A fresh, rich, and delicious dish, the 5-grain salad with feta and roasted vegetables can be prepared in just a few minutes. It’s the dish of the summer, light and healthy to enjoy on hotter days even at the beach. With this dish, I also won over my husband who is not a big fan of mixed grains, but paired with feta and roasted vegetables, he found it really great. And when he says it’s great, I feel more at ease, because it’s natural that I cook to my taste, but satisfying even the more difficult palates keeps me relaxed. If you too would like to enjoy a fresh salad with 5 grains, wheat, rice, barley, oats, and spelt, then just get a package of grains ready for cooking, and in 20 minutes our dish will be done. Let’s see how.

- Difficulty: Very Easy
- Cost: Cheap
- Rest time: 10 Minutes
- Preparation time: 20 Minutes
- Portions: 2
- Cooking methods: Boiling, Oven
- Cuisine: Italian
- Seasonality: Summer
Ingredients for 5-Grain Salad with Feta and Roasted Vegetables
- 1 cup 5 grains
- 1.5 cups cherry tomatoes
- 2 zucchini
- 1 oval black eggplant
- 10 baked black olives
- 1 clove garlic
- to taste salt
- to taste extra virgin olive oil
- to taste black pepper
- 3.5 oz feta
- to taste basil
Tools to Prepare 5-Grain Salad with Feta and Roasted Vegetables
- 1 Pot
- 1 Baking Tray
- 1 Parchment Paper
- 1 Knife
- 1 Cutting Board
- 1 Spoon
Steps to Prepare 5-Grain Salad with Feta and Delicious Roasted Vegetables
Bring salted water to a boil to cook the 5 grains. Once boiling, add the grains and drain when cooked; I followed the package instructions for 10 minutes of cooking. I placed them to cool in a large glass bowl to cool quickly.
Meanwhile, I preheated the oven to 430°F (220°C) with fan. I lined the baking tray with parchment paper and prepared the washed vegetables, diced, first the cherry tomatoes seasoned with a little salt, placed on one side of the tray, same with the zucchini and eggplants.

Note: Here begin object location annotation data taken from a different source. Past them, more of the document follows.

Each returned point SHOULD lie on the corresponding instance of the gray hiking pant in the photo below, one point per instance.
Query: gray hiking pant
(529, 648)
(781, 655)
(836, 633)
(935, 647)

I added a few baked black olives, sliced garlic, black pepper, and a drizzle of extra virgin olive oil to the vegetables. I baked them in a hot oven for about 15 minutes; if necessary, I lowered the temperature slightly during cooking.
Once the vegetables were cooked, I let them cool in a bowl and then added them to the grains.
I diced the feta and added it, gave a good stir, added a little fresh basil, and let it marinate in the fridge before enjoying.